A few years ago, software engineers at Yahoo worked out a low-level solution to the problem of managing databases whose scale superseded that of the largest storage volumes available -- even the virtual ones. By turning over their product to the open-source community, the Yahoo team seeded the fastest-growing, most lucrative market in all of enterprise computing.
At this time last year, the stunning news came that Microsoft would integrate a commercial distribution of Hadoop, the big-data framework, into its next edition of Windows Server, effectively making a good part of its enterprise operating system the product of an open-source process. Though the final product is not ready for general release, the final round of beta testing is under way for Microsoft HDInsight Server, a complete data warehousing and analytics framework based on Hadoop and created through the company's partnership with Hortonworks -- one of the commercial Hadoop producers founded by former members of the Yahoo team.

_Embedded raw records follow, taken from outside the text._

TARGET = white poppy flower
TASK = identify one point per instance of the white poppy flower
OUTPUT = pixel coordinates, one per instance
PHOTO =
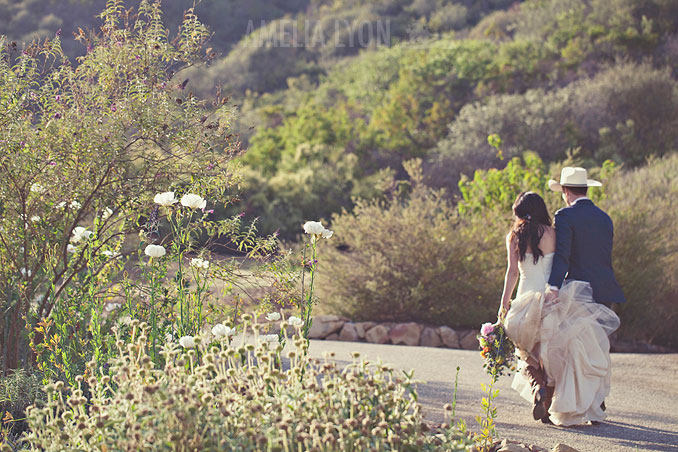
(196, 262)
(273, 316)
(313, 227)
(193, 201)
(295, 321)
(155, 251)
(165, 199)
(220, 330)
(187, 342)
(271, 338)
(80, 233)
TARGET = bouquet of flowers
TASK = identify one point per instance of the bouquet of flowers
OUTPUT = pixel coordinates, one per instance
(497, 350)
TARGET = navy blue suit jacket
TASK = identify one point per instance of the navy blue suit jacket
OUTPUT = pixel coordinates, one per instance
(584, 235)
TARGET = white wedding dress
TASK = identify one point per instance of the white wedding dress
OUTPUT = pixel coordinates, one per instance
(569, 337)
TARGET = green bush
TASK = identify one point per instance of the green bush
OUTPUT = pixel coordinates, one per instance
(18, 390)
(413, 258)
(233, 394)
(642, 205)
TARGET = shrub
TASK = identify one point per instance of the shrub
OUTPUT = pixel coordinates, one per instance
(18, 390)
(642, 205)
(625, 113)
(413, 258)
(235, 397)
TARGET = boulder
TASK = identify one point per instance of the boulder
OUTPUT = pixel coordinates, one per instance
(560, 447)
(332, 337)
(405, 333)
(468, 340)
(377, 335)
(449, 337)
(430, 338)
(324, 325)
(349, 333)
(362, 327)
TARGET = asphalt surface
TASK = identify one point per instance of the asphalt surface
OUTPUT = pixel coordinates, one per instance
(642, 407)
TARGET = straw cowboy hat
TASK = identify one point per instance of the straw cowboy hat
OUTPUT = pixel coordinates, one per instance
(573, 177)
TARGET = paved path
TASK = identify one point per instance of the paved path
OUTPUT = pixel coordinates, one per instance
(642, 408)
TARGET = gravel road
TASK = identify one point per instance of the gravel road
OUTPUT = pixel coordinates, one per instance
(642, 408)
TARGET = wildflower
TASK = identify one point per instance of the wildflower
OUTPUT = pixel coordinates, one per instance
(165, 199)
(200, 263)
(219, 330)
(295, 321)
(272, 316)
(271, 338)
(80, 233)
(486, 329)
(187, 341)
(193, 201)
(155, 251)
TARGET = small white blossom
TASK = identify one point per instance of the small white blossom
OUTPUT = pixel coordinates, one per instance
(273, 316)
(271, 338)
(196, 262)
(313, 227)
(187, 342)
(219, 330)
(80, 233)
(165, 199)
(155, 251)
(295, 321)
(193, 201)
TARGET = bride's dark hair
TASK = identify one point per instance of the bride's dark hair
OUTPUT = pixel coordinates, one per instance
(532, 218)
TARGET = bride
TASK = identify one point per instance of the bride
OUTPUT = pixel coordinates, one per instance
(563, 347)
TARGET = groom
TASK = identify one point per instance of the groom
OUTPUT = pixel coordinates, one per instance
(584, 236)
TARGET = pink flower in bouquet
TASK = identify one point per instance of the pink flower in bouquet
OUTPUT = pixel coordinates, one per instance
(486, 329)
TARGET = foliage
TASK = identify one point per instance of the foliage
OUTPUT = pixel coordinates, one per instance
(18, 390)
(83, 148)
(411, 257)
(624, 113)
(641, 203)
(233, 396)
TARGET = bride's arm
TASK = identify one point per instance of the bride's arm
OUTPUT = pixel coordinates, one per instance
(512, 274)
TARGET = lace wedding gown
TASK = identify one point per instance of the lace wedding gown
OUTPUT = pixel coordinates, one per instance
(569, 337)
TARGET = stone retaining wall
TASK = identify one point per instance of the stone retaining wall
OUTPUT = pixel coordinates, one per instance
(335, 328)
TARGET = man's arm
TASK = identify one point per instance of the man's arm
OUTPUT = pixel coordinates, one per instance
(561, 260)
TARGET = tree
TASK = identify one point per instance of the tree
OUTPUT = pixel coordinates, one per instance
(84, 147)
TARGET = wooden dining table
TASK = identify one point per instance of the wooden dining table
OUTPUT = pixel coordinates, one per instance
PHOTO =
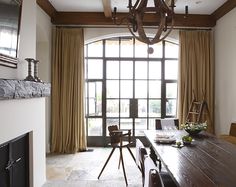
(207, 162)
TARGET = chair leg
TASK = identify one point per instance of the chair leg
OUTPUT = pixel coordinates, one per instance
(107, 161)
(119, 163)
(133, 157)
(123, 166)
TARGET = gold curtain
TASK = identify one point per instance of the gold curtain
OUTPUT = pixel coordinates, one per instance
(68, 127)
(196, 72)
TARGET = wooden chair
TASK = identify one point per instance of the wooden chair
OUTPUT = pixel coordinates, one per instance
(151, 177)
(117, 141)
(168, 123)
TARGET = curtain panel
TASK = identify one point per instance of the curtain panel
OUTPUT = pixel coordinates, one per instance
(68, 127)
(196, 73)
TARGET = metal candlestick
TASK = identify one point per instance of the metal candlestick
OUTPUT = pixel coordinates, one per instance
(36, 78)
(29, 77)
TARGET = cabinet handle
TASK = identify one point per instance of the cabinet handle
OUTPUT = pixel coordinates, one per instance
(11, 163)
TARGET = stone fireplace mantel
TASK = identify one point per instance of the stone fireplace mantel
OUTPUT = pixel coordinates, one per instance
(19, 89)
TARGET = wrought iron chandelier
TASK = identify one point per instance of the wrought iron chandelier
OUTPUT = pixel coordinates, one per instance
(135, 20)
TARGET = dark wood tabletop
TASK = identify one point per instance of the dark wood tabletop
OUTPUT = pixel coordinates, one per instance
(207, 162)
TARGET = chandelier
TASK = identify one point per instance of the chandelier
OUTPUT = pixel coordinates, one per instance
(135, 20)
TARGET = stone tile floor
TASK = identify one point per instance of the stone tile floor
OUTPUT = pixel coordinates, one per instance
(82, 169)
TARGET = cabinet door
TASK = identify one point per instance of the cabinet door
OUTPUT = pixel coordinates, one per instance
(4, 157)
(20, 168)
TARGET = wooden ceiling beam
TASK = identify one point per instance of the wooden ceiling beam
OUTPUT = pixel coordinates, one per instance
(98, 18)
(107, 8)
(224, 9)
(48, 8)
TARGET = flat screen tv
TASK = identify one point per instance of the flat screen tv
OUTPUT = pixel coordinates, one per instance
(10, 13)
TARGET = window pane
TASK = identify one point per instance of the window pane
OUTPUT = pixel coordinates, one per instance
(140, 49)
(126, 47)
(112, 108)
(126, 124)
(171, 69)
(152, 124)
(95, 49)
(171, 107)
(154, 108)
(140, 89)
(157, 50)
(94, 127)
(124, 108)
(126, 70)
(112, 88)
(140, 125)
(171, 50)
(154, 89)
(111, 121)
(112, 70)
(126, 89)
(171, 90)
(112, 48)
(141, 70)
(95, 69)
(142, 108)
(155, 70)
(95, 98)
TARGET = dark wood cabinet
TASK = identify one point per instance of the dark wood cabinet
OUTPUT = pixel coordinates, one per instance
(14, 162)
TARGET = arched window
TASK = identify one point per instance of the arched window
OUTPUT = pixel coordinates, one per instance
(129, 86)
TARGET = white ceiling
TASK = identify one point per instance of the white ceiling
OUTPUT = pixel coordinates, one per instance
(194, 6)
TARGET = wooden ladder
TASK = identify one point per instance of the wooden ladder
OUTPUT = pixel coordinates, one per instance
(196, 110)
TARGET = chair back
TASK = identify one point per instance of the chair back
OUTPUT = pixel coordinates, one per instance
(115, 136)
(168, 123)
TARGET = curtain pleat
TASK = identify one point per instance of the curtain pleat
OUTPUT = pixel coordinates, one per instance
(68, 127)
(196, 72)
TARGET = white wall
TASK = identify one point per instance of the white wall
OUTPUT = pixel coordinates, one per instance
(43, 54)
(26, 115)
(22, 116)
(225, 76)
(27, 42)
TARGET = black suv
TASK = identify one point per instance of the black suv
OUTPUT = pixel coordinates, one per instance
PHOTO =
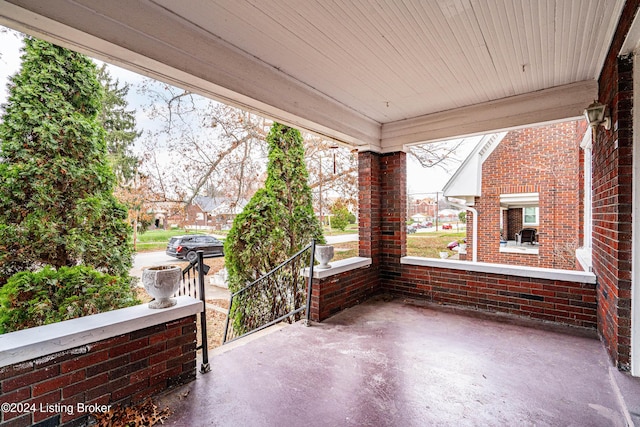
(187, 246)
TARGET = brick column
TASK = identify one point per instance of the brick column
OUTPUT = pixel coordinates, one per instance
(612, 206)
(393, 204)
(369, 205)
(383, 209)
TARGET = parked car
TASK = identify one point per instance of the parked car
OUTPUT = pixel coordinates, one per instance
(186, 247)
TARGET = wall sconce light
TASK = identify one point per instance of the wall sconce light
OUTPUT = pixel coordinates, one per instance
(596, 114)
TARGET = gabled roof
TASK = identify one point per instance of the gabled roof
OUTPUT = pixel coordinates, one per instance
(466, 182)
(375, 75)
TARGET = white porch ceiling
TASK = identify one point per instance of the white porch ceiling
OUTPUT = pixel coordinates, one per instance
(375, 74)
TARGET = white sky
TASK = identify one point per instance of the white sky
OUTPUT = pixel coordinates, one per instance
(421, 182)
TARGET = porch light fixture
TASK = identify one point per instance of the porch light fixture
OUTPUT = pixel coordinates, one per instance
(596, 114)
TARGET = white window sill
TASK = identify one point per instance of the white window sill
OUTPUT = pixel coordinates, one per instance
(338, 267)
(32, 343)
(583, 255)
(509, 270)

By "integrate," I don't mean "bundle by tacking a hyperlink on to one of the admin tools." HDInsight will be fully manageable through Microsoft System Center, effectively making Hortonworks' product the preferred Hadoop for Windows Server 2012.
Jim Walker, Hortonworks' director of product marketing, told me on Wednesday:
I think that Microsoft had been swimming around the Hadoop ocean for quite some time, figuring out what to do. I think they were even thinking about making their distribution at one point. They partnered with us because they saw that our focus is about enterprise readiness, stability, high availability, security, about simplifying Hadoop for the enterprise. And that really plays well with what Microsoft is all about.

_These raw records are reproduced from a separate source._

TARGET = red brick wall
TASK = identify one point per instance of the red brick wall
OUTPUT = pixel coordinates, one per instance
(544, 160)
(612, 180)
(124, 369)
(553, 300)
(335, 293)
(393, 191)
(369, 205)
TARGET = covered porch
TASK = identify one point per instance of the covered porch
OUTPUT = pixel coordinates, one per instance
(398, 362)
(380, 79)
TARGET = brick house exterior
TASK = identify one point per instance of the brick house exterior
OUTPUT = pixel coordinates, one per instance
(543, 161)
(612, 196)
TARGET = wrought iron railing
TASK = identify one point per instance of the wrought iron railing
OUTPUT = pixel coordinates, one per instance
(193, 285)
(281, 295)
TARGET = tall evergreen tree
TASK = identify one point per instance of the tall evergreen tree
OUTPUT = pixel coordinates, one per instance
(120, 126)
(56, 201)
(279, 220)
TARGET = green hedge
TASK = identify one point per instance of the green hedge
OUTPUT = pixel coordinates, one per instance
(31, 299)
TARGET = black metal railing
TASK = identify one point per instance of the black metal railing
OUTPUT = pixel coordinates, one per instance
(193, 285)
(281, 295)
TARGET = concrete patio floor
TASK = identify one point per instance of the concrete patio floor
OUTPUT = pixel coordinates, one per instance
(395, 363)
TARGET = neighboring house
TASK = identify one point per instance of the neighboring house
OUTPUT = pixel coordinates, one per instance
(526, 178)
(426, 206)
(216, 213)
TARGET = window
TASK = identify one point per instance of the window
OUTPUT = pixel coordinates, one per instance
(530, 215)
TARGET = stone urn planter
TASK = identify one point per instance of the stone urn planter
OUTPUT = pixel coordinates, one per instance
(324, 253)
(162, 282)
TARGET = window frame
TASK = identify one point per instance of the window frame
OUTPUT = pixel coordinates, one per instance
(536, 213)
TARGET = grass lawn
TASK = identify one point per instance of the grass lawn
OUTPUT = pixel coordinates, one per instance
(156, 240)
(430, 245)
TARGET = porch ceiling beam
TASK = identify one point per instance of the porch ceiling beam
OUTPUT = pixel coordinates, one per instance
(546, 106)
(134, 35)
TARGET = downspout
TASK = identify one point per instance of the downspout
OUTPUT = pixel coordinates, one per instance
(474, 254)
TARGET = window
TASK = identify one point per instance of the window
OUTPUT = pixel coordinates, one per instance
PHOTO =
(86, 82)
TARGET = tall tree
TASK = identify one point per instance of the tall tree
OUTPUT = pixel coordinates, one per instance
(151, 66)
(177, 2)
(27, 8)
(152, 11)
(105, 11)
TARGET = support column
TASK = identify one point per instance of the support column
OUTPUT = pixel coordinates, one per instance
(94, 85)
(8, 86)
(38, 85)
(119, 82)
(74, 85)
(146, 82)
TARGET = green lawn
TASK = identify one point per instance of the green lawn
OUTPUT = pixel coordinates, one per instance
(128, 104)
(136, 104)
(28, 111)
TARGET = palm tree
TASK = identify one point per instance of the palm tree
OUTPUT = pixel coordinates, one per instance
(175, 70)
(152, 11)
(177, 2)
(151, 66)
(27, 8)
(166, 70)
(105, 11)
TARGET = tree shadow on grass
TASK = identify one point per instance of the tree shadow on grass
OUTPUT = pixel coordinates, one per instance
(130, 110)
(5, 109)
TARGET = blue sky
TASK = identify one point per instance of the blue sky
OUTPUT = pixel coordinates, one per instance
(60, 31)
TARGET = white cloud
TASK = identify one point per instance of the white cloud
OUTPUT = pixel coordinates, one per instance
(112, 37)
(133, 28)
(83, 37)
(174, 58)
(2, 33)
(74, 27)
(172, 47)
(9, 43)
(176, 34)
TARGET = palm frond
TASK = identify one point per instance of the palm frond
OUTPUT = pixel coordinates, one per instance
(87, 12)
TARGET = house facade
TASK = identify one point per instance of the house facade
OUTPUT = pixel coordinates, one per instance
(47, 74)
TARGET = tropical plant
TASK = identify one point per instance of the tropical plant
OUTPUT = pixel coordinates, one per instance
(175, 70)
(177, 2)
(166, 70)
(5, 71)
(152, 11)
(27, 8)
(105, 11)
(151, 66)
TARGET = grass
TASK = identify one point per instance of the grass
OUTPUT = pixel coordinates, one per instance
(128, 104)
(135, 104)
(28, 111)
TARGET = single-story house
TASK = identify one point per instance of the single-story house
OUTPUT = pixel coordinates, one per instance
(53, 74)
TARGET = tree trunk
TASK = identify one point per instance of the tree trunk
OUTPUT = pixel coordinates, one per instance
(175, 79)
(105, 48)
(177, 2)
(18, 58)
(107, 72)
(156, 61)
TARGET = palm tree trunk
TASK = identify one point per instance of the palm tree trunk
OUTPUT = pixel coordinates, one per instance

Something else Microsoft is about is distributing a finished product when it's finished. The company learned that lesson the hard way in the summer of 2007, when it tried to build its own virtualization layer into Windows Server to preempt VMware. Microsoft was forced to ship an incomplete product. By the time it was playing catchup (even to the point of giving away Hyper-V), VMware and Citrix had already built their virtualization platforms into full ecosystems.
Microsoft doesn't want to lose a similar opportunity with big-data, even if it means not acquiring the product or the engineers behind it. Walker put it this way:
This isn't your father's Microsoft. They're full-bore into this open-source thing with Hadoop. Although they're writing code to make Hadoop work on Windows, they're contributing back into the community. We're working with them so that some of their developers become committers to core Hadoop. That's a big deal for Microsoft. When you see them creating marketplaces around products, that's a fairly big paradigm shift for them.
A general release for HDInsight Server is expected early next year, he said. But after that, a development community will need to develop -- one devoted to integrating the product with the company's frameworks and processes.
For example, Microsoft developers are accustomed to writing application code that speaks to ODBC database drivers. For any big-data operation to be fully integrated with the operating system, developers will expect to communicate with big-data in much the same way they communicate with other types of data.
However, the point of Hadoop is to provide overviews of huge chunks of data at a glance -- not just to store and retrieve data from shards scattered throughout the cloud, but to present analytics and business intelligence information to applications. So something will have to change, and judging from what Walker said, the nature and extent of that change have yet to be fathomed.
I know the group is working on .NET extensions to enable the developer community. There's also JavaScript extensions to run on top of Hadoop, directly kicking off MapReduce jobs to pull that data... into an application. There's a lot of different ways to architect that solution so you get more real-time access to that data. Those are extensions we're working on, as well.
One of the connection points is HCatalog, which provides a metadata layer, a view into Hadoop. It provides a RESTful interface on top of it with a REST API, which you can imagine working with .NET -- fairly straightforward, fairly simple to implement.
With Hadoop effectively being promoted to a front-and-center position within Windows Server 2012, it's easy to envision a time in the surprisingly near future when big-data passes out of the public conscience, and Hadoop serves simply as the data layer.